Tuğba Gülsün scite author profile

Ezetimibe is a lipid-lowering compound that selectively inhibits the absorption of cholesterol and related phytosterols from the intestine. As ezetimibe is almost insoluble in water, its bioavailability is too low to be detected. Thus, the objective of this study was to improve the solubility and dissolution rate of ezetimibe by preparing drug nanocrystals utilizing ball milling, high speed homogenization techniques. Pluronic F127 was chosen as a surface modifier to stabilize the nanocrystal formulations. Nanocrystal formulations of ezetimibe were prepared by using ball milling and high speed homogenization techniques.
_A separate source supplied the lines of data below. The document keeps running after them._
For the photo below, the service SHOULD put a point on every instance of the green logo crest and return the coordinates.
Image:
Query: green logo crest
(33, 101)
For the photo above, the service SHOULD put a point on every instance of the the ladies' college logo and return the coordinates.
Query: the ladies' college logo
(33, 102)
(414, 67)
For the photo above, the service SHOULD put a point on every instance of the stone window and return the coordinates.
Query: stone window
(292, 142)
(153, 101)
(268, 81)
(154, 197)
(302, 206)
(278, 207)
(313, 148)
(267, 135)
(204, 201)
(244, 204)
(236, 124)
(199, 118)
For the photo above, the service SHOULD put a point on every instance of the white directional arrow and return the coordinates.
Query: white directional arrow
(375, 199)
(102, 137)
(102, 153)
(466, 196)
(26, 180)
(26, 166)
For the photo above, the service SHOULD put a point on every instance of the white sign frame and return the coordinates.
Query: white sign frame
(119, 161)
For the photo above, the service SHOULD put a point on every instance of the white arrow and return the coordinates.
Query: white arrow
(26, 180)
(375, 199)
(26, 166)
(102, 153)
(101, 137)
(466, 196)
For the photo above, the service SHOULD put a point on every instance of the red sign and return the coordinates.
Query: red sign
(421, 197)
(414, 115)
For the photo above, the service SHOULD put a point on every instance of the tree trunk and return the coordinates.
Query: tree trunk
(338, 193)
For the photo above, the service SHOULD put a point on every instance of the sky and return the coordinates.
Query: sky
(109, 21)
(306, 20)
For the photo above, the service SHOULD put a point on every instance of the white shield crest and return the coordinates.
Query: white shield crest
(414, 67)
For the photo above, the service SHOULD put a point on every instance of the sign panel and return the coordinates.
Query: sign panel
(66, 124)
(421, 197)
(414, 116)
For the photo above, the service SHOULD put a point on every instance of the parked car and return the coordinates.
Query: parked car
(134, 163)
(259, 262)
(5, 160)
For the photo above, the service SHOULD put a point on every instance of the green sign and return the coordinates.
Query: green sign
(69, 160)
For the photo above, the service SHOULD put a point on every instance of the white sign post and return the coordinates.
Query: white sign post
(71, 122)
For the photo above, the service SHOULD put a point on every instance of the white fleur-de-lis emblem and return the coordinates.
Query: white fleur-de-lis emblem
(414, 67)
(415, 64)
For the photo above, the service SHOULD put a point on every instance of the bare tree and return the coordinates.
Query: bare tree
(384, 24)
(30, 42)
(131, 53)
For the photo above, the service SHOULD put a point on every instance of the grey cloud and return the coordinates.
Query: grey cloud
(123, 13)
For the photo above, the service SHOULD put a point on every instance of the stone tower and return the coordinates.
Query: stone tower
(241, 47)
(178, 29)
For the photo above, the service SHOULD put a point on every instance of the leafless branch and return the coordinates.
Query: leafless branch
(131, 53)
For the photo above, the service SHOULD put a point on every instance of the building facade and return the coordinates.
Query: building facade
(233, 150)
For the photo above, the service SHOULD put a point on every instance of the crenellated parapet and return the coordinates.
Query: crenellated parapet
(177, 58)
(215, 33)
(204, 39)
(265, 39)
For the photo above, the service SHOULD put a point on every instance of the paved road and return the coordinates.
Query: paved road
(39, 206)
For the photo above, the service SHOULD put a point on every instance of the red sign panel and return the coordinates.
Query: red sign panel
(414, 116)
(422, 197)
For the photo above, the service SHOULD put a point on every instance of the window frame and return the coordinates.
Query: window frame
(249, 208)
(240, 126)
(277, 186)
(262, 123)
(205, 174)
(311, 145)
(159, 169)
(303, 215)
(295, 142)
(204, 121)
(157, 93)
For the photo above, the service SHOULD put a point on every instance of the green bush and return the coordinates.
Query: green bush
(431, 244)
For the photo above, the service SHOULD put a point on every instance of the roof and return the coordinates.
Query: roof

Additionally, the physicochemical characteristics of ezetimibe and nanocrystal formulations were determined by Fourier transform infrared spectroscopy (FT-IR), differential scanning calorimetry (DSC), X-ray analysis and particle size analysis. Tablets were prepared containing ezetimibe nanocrystals formed by high speed homogenization (ultrasonic) and ball milling according to the results of particle size measurements and in vitro dissolution rates of the nanocrystal formulations. As a result of these experiments, it was found that the dissolution rate of the nanocrystal formulations increased and although tablet formulations which did not contain any solubilizing agent like sodium lauryl sulfate (SDS), the dissolution profile of these formulations were found similar to the commercial product.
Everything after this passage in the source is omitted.